Gary Denman, agency director and the final authority on selecting winners, said he formed 28 panels with more than 300 scientists and engineers to weed through the proposals. “Merit is the only criteria,” he said.
But some members of Congress want to tinker with the competition. They want to designate through legislation and reports who will get much of the money, a process known as legislative earmarking.
For example, the House subcommittee on defense appropriations, chaired by Rep. John P. Murtha (D-Pa.), recently earmarked 41% of the 1994 funding for Clinton’s technology reinvestment program.
The effort was beaten back by Rep. George E. Brown Jr. (D-Colton), a staunch foe of the practice. But it is unlikely that Murtha, a powerful broker of federal money, has been knocked out for good. If the competition is subverted, it would represent a severe blow to the Clinton plan.
“The Administration has tried very hard to make sure this doesn’t happen, but the opportunities for abuse are tremendous,” said Loren Thompson, a Georgetown University defense expert.
California officials have their own agenda. Democratic U.S. Sen. Dianne Feinstein wants to target conversion spending so that hard-hit states receive funding proportional their loss of defense jobs.
On that basis, California might expect 20% to 40% of all conversion spending, according to Julie Meier Wright, secretary of the California Trade & Commerce Agency.
Feinstein failed in passing a law to mandate targeting, though she said Clinton officials promised that California will get its fair share.
“If it doesn’t happen, I will feel betrayed in a major way,” Feinstein said.

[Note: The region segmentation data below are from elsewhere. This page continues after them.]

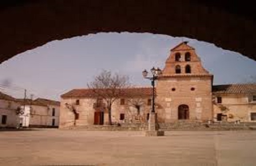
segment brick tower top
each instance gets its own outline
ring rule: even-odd
[[[171,50],[163,70],[163,77],[212,76],[202,66],[194,48],[187,43],[182,42]]]

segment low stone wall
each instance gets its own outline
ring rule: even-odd
[[[256,127],[256,124],[255,124]],[[207,124],[198,121],[177,121],[169,123],[159,123],[160,131],[229,131],[245,130],[252,128],[252,124],[235,124],[232,123]],[[145,131],[148,127],[147,123],[120,124],[113,125],[77,126],[62,129],[85,130],[87,131]]]

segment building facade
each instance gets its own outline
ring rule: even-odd
[[[256,122],[256,84],[214,86],[213,120]]]
[[[150,88],[123,89],[122,95],[112,107],[115,123],[145,122],[151,108]],[[60,127],[109,123],[105,101],[91,90],[72,90],[62,95]]]
[[[0,127],[19,126],[17,111],[19,106],[15,98],[0,92]]]
[[[256,122],[256,84],[234,84],[225,89],[225,85],[213,85],[213,78],[187,42],[171,49],[156,85],[158,122]],[[235,93],[230,90],[239,86],[242,88]],[[123,90],[125,95],[120,96],[112,108],[113,121],[147,122],[151,108],[152,88]],[[218,103],[221,98],[223,103]],[[137,106],[131,106],[132,100],[140,101],[140,111]],[[74,89],[62,95],[60,109],[60,127],[108,122],[105,102],[90,89]]]
[[[59,120],[60,102],[45,99],[18,100],[23,110],[19,116],[23,127],[57,127]]]

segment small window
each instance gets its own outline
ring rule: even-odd
[[[151,105],[151,103],[152,102],[152,100],[151,99],[147,99],[147,105]]]
[[[147,120],[148,121],[149,119],[149,113],[147,114]]]
[[[120,114],[120,120],[124,120],[124,114],[121,113]]]
[[[186,52],[185,54],[185,61],[191,61],[191,56],[190,52]]]
[[[191,68],[190,66],[187,65],[185,67],[186,73],[191,73]]]
[[[77,113],[75,114],[75,120],[77,120],[79,119],[79,114]]]
[[[179,74],[181,73],[181,69],[180,66],[177,65],[175,67],[175,73],[177,74]]]
[[[8,108],[11,108],[11,107],[12,107],[12,102],[11,101],[8,102]]]
[[[256,112],[251,113],[251,120],[256,120]]]
[[[6,124],[7,121],[7,115],[2,115],[2,124]]]
[[[217,121],[221,121],[222,120],[222,114],[218,113],[217,114]]]
[[[124,105],[124,99],[121,99],[120,100],[120,105]]]
[[[217,97],[217,103],[222,103],[222,98],[221,97]]]
[[[53,126],[55,126],[55,119],[53,119],[51,121],[51,125]]]
[[[55,116],[55,108],[52,108],[52,112],[51,116]]]
[[[181,56],[180,53],[177,53],[175,54],[175,61],[180,61]]]

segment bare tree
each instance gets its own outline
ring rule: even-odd
[[[124,95],[123,89],[129,87],[128,80],[127,76],[117,73],[112,74],[110,71],[104,70],[96,76],[93,81],[87,84],[88,88],[92,89],[97,98],[102,99],[107,103],[109,125],[112,124],[112,104]]]
[[[132,121],[138,120],[140,122],[141,122],[141,107],[144,104],[142,97],[135,97],[128,99],[127,100],[127,104],[128,107],[131,107],[136,108],[136,112],[134,112],[128,108],[127,111],[130,118],[132,119]]]
[[[78,120],[78,118],[79,113],[78,112],[74,104],[70,104],[66,103],[65,103],[65,105],[68,109],[72,111],[74,115],[74,125],[75,126],[77,124],[77,120]]]

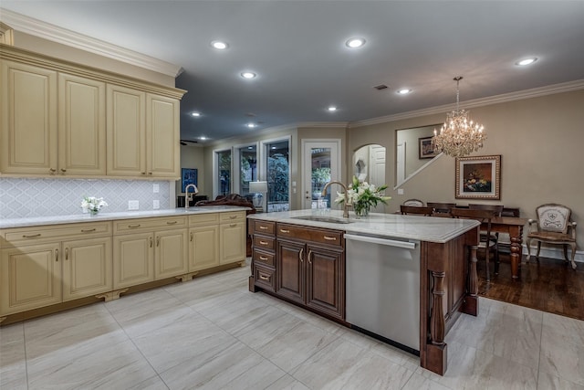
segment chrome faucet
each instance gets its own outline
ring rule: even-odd
[[[325,196],[327,195],[327,188],[333,183],[340,185],[345,190],[345,201],[343,202],[343,217],[349,218],[349,207],[351,207],[353,205],[349,203],[349,190],[347,189],[347,185],[343,184],[340,182],[332,181],[328,182],[325,184],[325,187],[322,189],[322,195]]]
[[[193,192],[189,194],[189,188],[193,187]],[[184,187],[184,208],[189,208],[189,203],[193,200],[193,196],[199,194],[199,189],[194,184],[189,184]]]

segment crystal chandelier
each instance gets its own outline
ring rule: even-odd
[[[463,77],[458,76],[454,79],[456,81],[456,110],[446,114],[446,121],[440,132],[434,129],[432,144],[434,153],[443,152],[453,157],[462,157],[482,148],[486,134],[483,132],[483,125],[470,120],[468,111],[458,108],[458,84]]]

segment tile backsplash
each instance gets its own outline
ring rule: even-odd
[[[158,184],[158,193],[154,186]],[[128,201],[137,200],[140,210],[152,210],[171,205],[171,186],[174,182],[94,179],[21,179],[0,178],[0,217],[19,218],[82,213],[84,195],[103,197],[108,206],[102,213],[128,211]]]

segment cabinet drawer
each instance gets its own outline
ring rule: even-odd
[[[165,216],[161,218],[135,218],[115,221],[114,234],[125,234],[139,231],[157,230],[166,228],[186,227],[186,216]]]
[[[254,227],[253,232],[256,234],[267,236],[274,236],[276,234],[276,222],[252,220],[252,225]]]
[[[298,225],[277,224],[278,237],[297,238],[321,244],[343,246],[343,232],[339,230],[318,229]]]
[[[276,290],[276,273],[273,269],[256,264],[254,267],[254,279],[256,286],[270,291]]]
[[[219,223],[218,213],[197,214],[196,216],[189,216],[189,226],[197,227],[202,225],[214,225]]]
[[[219,220],[222,224],[227,222],[239,222],[245,220],[245,211],[230,211],[228,213],[219,213]]]
[[[5,230],[6,241],[32,242],[44,238],[79,238],[111,234],[111,222],[89,222],[68,225],[45,225],[42,227],[16,227]]]
[[[254,247],[262,248],[267,250],[274,250],[276,249],[276,239],[254,235]]]
[[[269,252],[263,252],[261,250],[254,249],[252,258],[256,264],[267,264],[268,266],[274,266],[274,254]]]

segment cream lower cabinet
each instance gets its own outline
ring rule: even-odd
[[[189,216],[189,271],[219,265],[219,214]]]
[[[114,290],[187,273],[186,216],[114,222]]]
[[[111,223],[6,229],[0,316],[112,290]]]
[[[220,264],[245,260],[245,212],[221,213],[219,216]]]

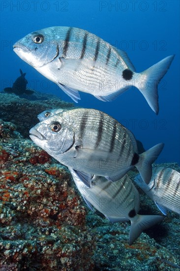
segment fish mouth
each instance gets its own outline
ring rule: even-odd
[[[30,51],[30,49],[25,45],[24,45],[20,42],[17,42],[16,43],[15,43],[12,46],[13,48],[13,51],[20,51],[20,50],[22,50],[23,51]]]
[[[33,141],[34,141],[34,139],[40,139],[40,140],[46,140],[46,137],[44,136],[33,128],[30,130],[30,136]]]

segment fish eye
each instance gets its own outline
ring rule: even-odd
[[[45,114],[45,117],[48,118],[50,115],[50,113],[49,112],[46,112]]]
[[[51,129],[53,132],[57,133],[59,132],[61,129],[60,123],[59,122],[54,122],[51,125]]]
[[[44,40],[44,36],[42,35],[38,35],[37,36],[35,36],[33,38],[33,42],[35,43],[40,44],[42,43],[42,42]]]

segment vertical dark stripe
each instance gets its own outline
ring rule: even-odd
[[[159,187],[159,183],[161,181],[161,181],[161,177],[162,177],[162,176],[165,169],[162,169],[162,170],[161,170],[161,171],[160,171],[160,173],[159,173],[159,174],[158,175],[157,181],[156,185],[156,187],[157,188],[158,188]]]
[[[97,140],[95,145],[95,148],[97,148],[101,140],[102,136],[102,127],[103,126],[103,119],[104,119],[103,113],[102,112],[100,112],[98,134],[97,134]]]
[[[112,136],[111,136],[111,143],[110,143],[110,149],[109,150],[109,151],[110,152],[112,152],[113,150],[113,148],[114,148],[114,144],[115,144],[115,141],[116,132],[117,132],[116,121],[114,121],[114,123],[113,123],[113,134],[112,134]]]
[[[83,47],[82,48],[81,54],[80,58],[83,58],[85,54],[85,51],[86,49],[86,44],[87,43],[88,32],[86,32],[83,38]]]
[[[126,132],[124,131],[124,135],[123,135],[123,140],[122,140],[122,142],[120,145],[120,154],[119,154],[119,157],[121,157],[121,156],[122,156],[122,154],[123,153],[123,152],[124,151],[124,148],[125,148],[125,142],[126,141]]]
[[[180,193],[180,191],[178,191],[178,190],[180,188],[180,180],[179,180],[179,181],[178,182],[178,183],[177,184],[177,186],[176,186],[175,193],[174,196],[176,196],[176,194],[178,193],[178,192]]]
[[[108,181],[107,182],[107,183],[106,184],[106,185],[104,186],[104,187],[102,187],[102,190],[106,190],[106,189],[107,189],[108,187],[112,185],[112,182]]]
[[[126,200],[127,200],[127,199],[128,198],[128,197],[129,196],[130,194],[131,194],[131,192],[132,192],[132,189],[133,189],[133,186],[132,186],[132,183],[131,183],[131,188],[129,190],[129,191],[128,192],[128,193],[127,193],[127,194],[126,195],[126,196],[125,197],[125,198],[123,199],[123,203],[124,203]]]
[[[98,39],[97,41],[96,47],[95,50],[95,54],[94,54],[94,61],[96,61],[97,57],[98,56],[99,46],[100,46],[100,41],[99,41],[99,40]]]
[[[119,64],[119,63],[120,63],[120,60],[119,59],[119,58],[118,58],[118,59],[117,59],[117,61],[116,61],[116,64],[115,64],[115,67],[116,67],[116,68],[117,67],[118,64]]]
[[[82,116],[81,124],[80,124],[80,137],[82,138],[84,136],[84,133],[86,127],[86,124],[87,123],[87,119],[88,118],[88,111],[86,111]]]
[[[62,57],[65,58],[66,56],[67,51],[69,46],[69,41],[71,35],[71,32],[72,30],[72,27],[70,27],[67,31],[66,36],[64,41],[64,48],[63,48]]]
[[[166,192],[166,191],[167,191],[168,190],[169,186],[170,185],[171,182],[172,181],[173,182],[173,178],[174,178],[174,176],[175,174],[175,173],[176,173],[175,171],[173,171],[172,172],[172,173],[171,174],[170,176],[169,176],[168,180],[165,184],[165,192]]]
[[[120,188],[119,189],[116,191],[115,194],[113,195],[112,196],[112,199],[114,199],[116,197],[118,196],[119,193],[120,192],[121,190],[122,189],[123,187],[124,186],[125,183],[126,182],[127,178],[127,175],[125,175],[124,176],[124,179],[123,181],[123,182],[121,184],[120,186]]]
[[[109,49],[108,54],[106,57],[106,65],[108,64],[108,62],[110,59],[111,52],[111,47],[110,47]]]

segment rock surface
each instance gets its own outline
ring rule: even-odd
[[[0,271],[179,270],[178,214],[169,212],[129,246],[129,223],[112,224],[90,210],[66,168],[25,138],[38,114],[64,102],[0,95]],[[180,170],[176,163],[160,166]],[[132,180],[137,173],[129,172]],[[161,214],[138,189],[140,213]]]

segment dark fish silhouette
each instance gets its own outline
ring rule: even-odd
[[[26,73],[23,73],[20,69],[21,76],[17,78],[14,83],[12,88],[5,88],[4,91],[7,93],[14,93],[16,95],[21,95],[25,93],[28,95],[31,95],[34,92],[26,89],[28,81],[25,78]]]

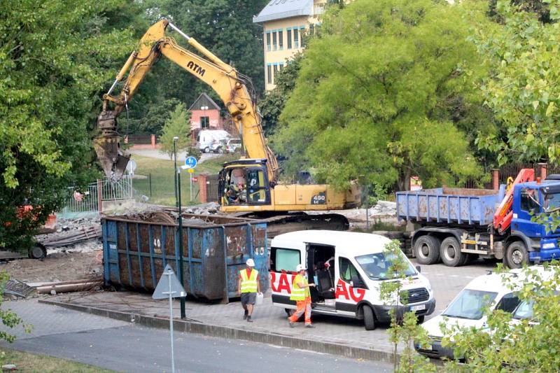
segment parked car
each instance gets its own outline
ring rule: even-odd
[[[202,129],[197,136],[197,145],[203,153],[218,153],[220,141],[230,137],[230,134],[223,129]]]
[[[227,153],[235,153],[237,149],[241,148],[241,139],[230,139],[225,143],[225,151]]]
[[[541,266],[535,267],[541,274],[547,272]],[[510,285],[505,283],[509,280]],[[527,279],[522,269],[512,269],[509,272],[482,275],[471,281],[454,299],[441,314],[422,324],[430,339],[430,344],[421,346],[415,344],[416,350],[430,358],[454,358],[452,348],[442,346],[443,332],[440,324],[461,328],[475,328],[483,330],[486,327],[486,316],[484,309],[489,307],[491,310],[501,309],[505,312],[521,314],[527,307],[519,308],[521,303],[517,297],[517,291],[522,288]],[[530,305],[529,305],[530,306]],[[515,318],[515,316],[514,316]]]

Federal officials insist that no secret deals have been cut. “We are doing everything we can to avoid pork measures,” Flamm said.
The Clinton team has structured its program to avoid the pitfalls of past government technology programs. It focuses on three goals: developing dual-use technology, transferring existing technology and creating manufacturing education programs.
Clinton’s plan requires that companies share 50% of the cost, which is intended to inhibit them from pursuing flawed concepts only because the government is underwriting the effort.
The program also requires that projects be sponsored by two or more companies, universities or other organizations to create regional alliances. These alliances are already having a positive impact, Denman said.
However, Flamm said federal agencies have played a key role in promoting industrial technology, citing the government’s role in the U.S. computer industry’s rise to world domination in the early 1960s.
The Defense Department accounted for the majority of computer purchases through the early 1960s and made early investments in the technology.